GreatSUN commented 7 years ago

Also from our side this is very critical, as:

  1. we (and other big companies) have proxies for internet connections, though no direct internet
  2. we also have registry proxies
  3. it's hard to train the people not to use internet repos but local repos
  4. there are a lot of problems heading up when using proxy configurations in Kubernetes clusters
  5. internal customers already going crazy because of this and want to stick to Docker, no matter what this means (too much overhead for the developers)

So please, implement this asap if somehow possible.

Thanks, Stefan

philips commented 7 years ago

@chaosaffe @GreatSUN rkt should support HTTP_PROXY https://gist.github.com/philips/4a0486ca563413fe2a0d60daa1daf667

We do need to plumb this through the kubelet integration though.

lucab commented 7 years ago

https://github.com/coreos/rkt/pull/3303 also fixed some issue in docker-fetching over a proxy. This is going to land in 0.18.0.

TerraTech commented 7 years ago

@philips Will this give rkt fetch the same type of behavior that docker provides with: docker daemon --registry-mirror=http://mirror.example.com:5000

We run an internal registry mirror, mostly because rktnetes is a bit aggressive with its downloads (especially those tagged 'latest'), so we cache as much as we can in an effort to be good netcitizens.

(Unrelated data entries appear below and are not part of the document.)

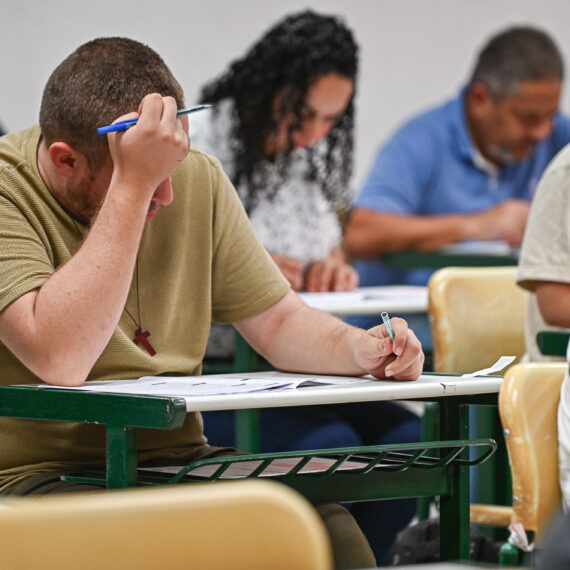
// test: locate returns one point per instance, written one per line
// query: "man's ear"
(64, 158)
(479, 100)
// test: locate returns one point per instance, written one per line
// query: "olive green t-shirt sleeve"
(245, 280)
(24, 262)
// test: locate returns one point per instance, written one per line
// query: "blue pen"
(386, 320)
(124, 125)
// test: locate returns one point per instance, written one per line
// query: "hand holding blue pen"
(128, 123)
(386, 320)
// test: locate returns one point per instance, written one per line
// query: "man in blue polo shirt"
(465, 170)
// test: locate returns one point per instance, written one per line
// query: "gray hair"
(514, 55)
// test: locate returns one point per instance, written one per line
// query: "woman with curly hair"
(282, 127)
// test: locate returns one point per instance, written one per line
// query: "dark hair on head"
(289, 58)
(100, 81)
(517, 54)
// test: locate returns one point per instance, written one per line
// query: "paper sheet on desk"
(386, 293)
(499, 365)
(210, 385)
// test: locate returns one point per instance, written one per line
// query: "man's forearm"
(297, 338)
(60, 330)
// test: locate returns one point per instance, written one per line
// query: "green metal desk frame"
(553, 343)
(122, 415)
(412, 259)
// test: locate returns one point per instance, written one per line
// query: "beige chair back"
(528, 404)
(477, 314)
(240, 525)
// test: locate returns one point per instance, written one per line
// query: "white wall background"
(414, 53)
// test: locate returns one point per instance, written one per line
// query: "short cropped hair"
(517, 54)
(100, 81)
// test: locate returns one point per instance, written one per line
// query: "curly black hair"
(290, 57)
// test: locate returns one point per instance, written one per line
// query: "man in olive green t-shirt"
(99, 281)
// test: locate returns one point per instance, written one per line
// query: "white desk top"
(371, 300)
(427, 386)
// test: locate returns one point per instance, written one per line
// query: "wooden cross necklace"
(141, 337)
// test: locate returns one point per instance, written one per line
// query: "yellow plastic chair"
(477, 314)
(528, 405)
(239, 525)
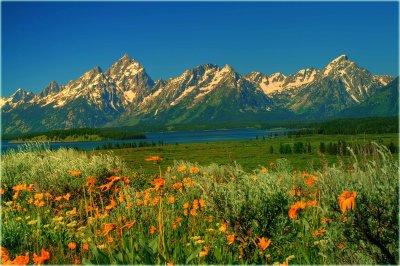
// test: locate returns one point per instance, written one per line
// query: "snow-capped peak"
(340, 58)
(340, 62)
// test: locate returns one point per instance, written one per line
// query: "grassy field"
(65, 207)
(249, 155)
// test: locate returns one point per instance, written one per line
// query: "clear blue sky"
(47, 41)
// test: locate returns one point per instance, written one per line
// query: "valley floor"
(250, 154)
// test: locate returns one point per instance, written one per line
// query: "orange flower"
(263, 243)
(19, 187)
(181, 168)
(111, 205)
(159, 183)
(264, 170)
(195, 204)
(38, 196)
(114, 178)
(121, 197)
(154, 159)
(114, 171)
(5, 256)
(204, 253)
(294, 207)
(90, 181)
(222, 228)
(74, 173)
(128, 225)
(346, 200)
(171, 199)
(231, 239)
(155, 201)
(312, 203)
(71, 245)
(319, 232)
(326, 220)
(202, 203)
(108, 227)
(58, 198)
(194, 170)
(152, 229)
(106, 187)
(309, 181)
(21, 260)
(178, 186)
(67, 196)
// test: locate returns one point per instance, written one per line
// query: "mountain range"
(125, 95)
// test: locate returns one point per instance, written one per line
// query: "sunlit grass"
(62, 207)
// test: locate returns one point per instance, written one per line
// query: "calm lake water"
(166, 137)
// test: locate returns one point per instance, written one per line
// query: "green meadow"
(249, 154)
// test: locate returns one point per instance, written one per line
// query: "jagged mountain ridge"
(126, 95)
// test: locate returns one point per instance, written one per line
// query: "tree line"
(59, 135)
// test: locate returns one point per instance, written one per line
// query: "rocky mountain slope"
(126, 95)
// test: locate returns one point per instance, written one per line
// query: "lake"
(165, 137)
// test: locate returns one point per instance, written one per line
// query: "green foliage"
(76, 134)
(252, 204)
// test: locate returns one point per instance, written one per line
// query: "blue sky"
(46, 41)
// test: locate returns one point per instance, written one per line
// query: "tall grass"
(192, 214)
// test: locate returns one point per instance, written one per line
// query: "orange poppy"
(204, 253)
(181, 168)
(112, 204)
(231, 239)
(202, 203)
(319, 232)
(90, 181)
(108, 227)
(21, 260)
(222, 228)
(171, 199)
(74, 173)
(159, 183)
(346, 200)
(71, 245)
(152, 229)
(312, 203)
(67, 196)
(194, 170)
(263, 243)
(128, 225)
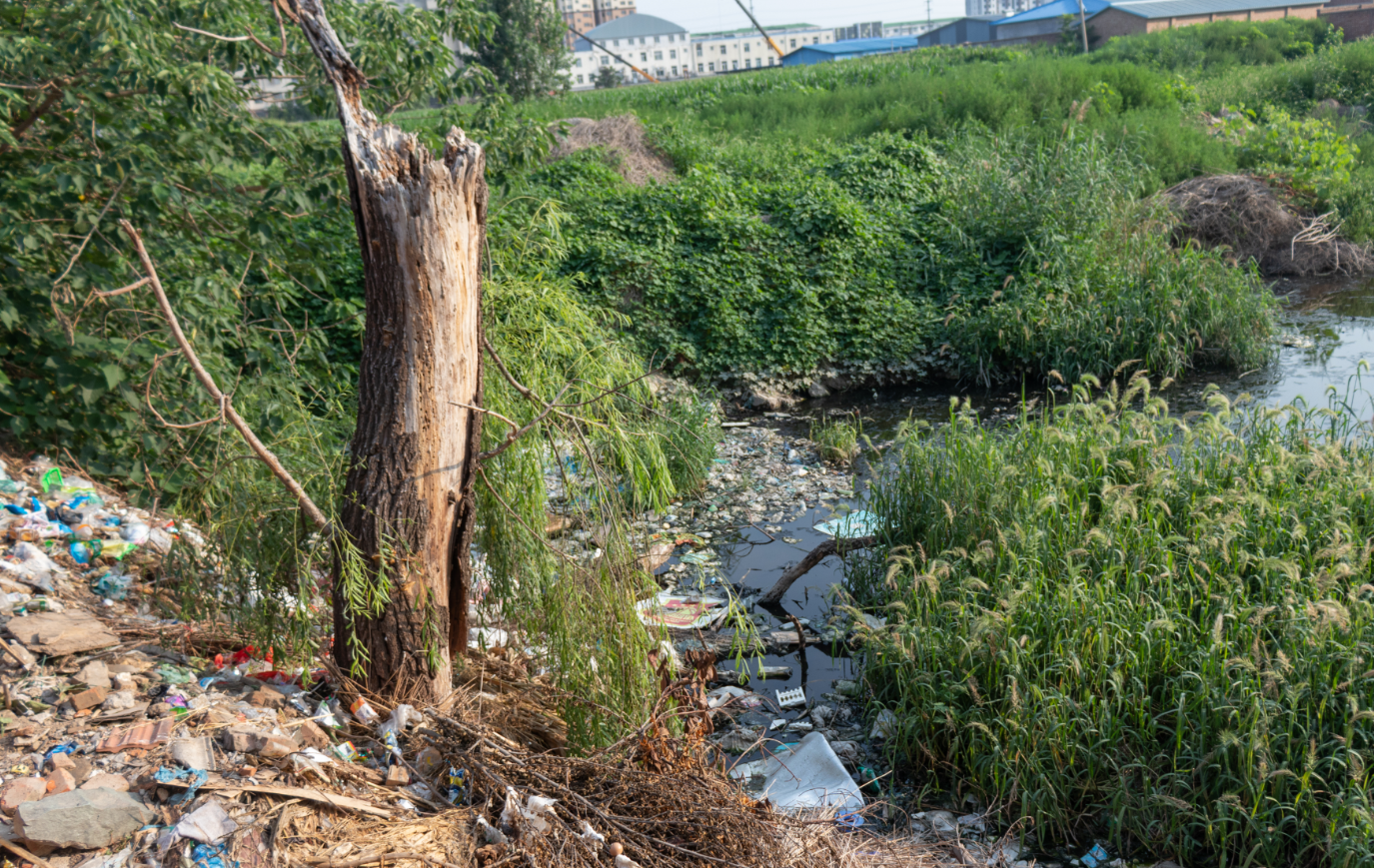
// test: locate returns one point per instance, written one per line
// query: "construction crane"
(758, 26)
(612, 52)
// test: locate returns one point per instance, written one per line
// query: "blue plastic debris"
(857, 523)
(197, 780)
(209, 856)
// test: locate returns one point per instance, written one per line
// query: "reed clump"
(1120, 622)
(837, 438)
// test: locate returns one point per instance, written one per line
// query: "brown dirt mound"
(623, 136)
(1241, 212)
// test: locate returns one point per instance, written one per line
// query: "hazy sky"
(724, 15)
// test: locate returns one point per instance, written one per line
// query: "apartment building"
(997, 8)
(583, 15)
(729, 51)
(912, 28)
(656, 46)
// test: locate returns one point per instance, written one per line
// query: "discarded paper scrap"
(681, 611)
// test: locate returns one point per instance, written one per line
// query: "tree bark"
(409, 500)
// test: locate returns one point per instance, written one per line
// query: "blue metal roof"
(1184, 8)
(1054, 10)
(871, 46)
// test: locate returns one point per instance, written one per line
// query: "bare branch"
(208, 382)
(820, 552)
(94, 227)
(213, 36)
(22, 127)
(239, 39)
(123, 289)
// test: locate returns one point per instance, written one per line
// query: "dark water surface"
(1327, 337)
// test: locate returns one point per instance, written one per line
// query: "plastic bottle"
(363, 711)
(135, 531)
(112, 585)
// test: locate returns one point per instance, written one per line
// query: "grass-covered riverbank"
(1116, 622)
(989, 257)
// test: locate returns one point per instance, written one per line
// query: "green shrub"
(892, 257)
(1216, 47)
(1308, 151)
(1117, 622)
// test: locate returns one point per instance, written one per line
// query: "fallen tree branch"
(371, 860)
(238, 39)
(816, 555)
(208, 382)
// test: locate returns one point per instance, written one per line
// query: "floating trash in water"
(857, 523)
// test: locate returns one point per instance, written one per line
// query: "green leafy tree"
(139, 110)
(608, 77)
(525, 50)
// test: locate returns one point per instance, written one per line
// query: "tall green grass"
(1219, 47)
(933, 94)
(1117, 622)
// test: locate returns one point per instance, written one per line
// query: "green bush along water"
(1120, 622)
(901, 259)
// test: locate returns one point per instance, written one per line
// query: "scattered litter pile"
(131, 740)
(1241, 212)
(623, 136)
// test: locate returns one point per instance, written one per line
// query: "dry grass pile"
(1241, 212)
(684, 816)
(623, 138)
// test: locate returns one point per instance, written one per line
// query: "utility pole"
(611, 52)
(757, 26)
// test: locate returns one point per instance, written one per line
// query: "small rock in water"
(84, 819)
(942, 823)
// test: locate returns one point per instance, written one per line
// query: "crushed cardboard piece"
(62, 633)
(143, 735)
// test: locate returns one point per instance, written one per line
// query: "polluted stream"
(758, 518)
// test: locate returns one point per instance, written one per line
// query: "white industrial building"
(981, 8)
(656, 46)
(728, 51)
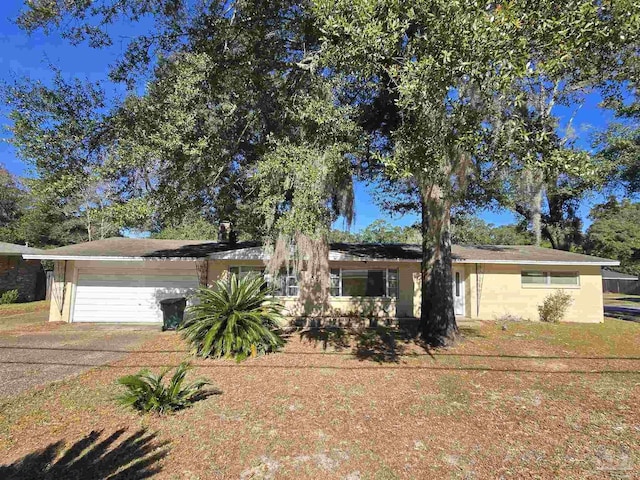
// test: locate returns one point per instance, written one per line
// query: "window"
(550, 278)
(285, 283)
(364, 283)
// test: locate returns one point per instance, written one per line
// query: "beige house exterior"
(123, 280)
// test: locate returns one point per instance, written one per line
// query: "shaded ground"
(621, 299)
(531, 401)
(623, 312)
(20, 315)
(31, 357)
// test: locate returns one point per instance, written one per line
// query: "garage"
(128, 297)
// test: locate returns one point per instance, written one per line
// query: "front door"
(458, 292)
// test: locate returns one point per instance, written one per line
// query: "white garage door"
(127, 297)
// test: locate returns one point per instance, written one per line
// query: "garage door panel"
(127, 297)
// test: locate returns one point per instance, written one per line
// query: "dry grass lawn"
(532, 401)
(18, 315)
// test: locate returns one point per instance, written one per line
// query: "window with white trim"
(537, 277)
(364, 283)
(285, 283)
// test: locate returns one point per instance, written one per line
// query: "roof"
(121, 248)
(147, 248)
(613, 275)
(13, 249)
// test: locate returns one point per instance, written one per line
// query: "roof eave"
(106, 258)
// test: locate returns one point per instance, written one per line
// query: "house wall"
(492, 292)
(61, 291)
(497, 291)
(26, 276)
(63, 287)
(403, 306)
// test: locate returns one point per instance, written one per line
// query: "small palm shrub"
(10, 296)
(147, 392)
(237, 318)
(555, 306)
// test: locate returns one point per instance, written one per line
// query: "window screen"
(549, 278)
(564, 278)
(364, 283)
(534, 278)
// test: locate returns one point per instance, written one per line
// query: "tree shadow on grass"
(135, 457)
(336, 338)
(381, 344)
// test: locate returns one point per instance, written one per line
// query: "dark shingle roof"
(13, 249)
(154, 248)
(611, 274)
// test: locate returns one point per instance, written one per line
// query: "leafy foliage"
(191, 228)
(555, 306)
(615, 233)
(467, 230)
(147, 392)
(10, 296)
(237, 318)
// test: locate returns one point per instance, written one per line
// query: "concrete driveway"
(31, 359)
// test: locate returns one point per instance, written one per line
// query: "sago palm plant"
(147, 392)
(236, 318)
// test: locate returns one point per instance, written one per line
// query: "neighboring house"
(16, 273)
(618, 282)
(122, 280)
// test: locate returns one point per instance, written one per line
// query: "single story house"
(16, 273)
(619, 282)
(123, 279)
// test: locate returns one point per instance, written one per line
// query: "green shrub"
(147, 392)
(236, 318)
(10, 296)
(555, 306)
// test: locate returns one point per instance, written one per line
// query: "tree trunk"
(437, 318)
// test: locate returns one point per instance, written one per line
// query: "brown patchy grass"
(20, 315)
(534, 401)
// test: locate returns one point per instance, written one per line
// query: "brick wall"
(25, 275)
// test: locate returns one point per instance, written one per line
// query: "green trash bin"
(172, 312)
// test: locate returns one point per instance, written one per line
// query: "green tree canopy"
(615, 233)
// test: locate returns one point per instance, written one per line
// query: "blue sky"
(22, 55)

I tried to rkt fetch from our internal v2-mirror (docker://registry:2) service, but it doesn't work right:

# rkt fetch --insecure-options=image coreos.com/etcd,version=v2.3.1
image: searching for app image coreos.com/etcd
fetch: discovery failed

# rkt fetch --insecure-options=image docker://busybox:latest
image: remote fetching from URL "docker://busybox:latest"
fetch: Get https://registry-1.docker.io/v2: Moved Permanently

Is there currently a way to use an internal docker registry mirror? https://docs.docker.com/v1.6/articles/registry_mirror/

xiemeilong commented 7 years ago

quay.io is limited by gfw in china,fetch is very slow, we need able to set proxy。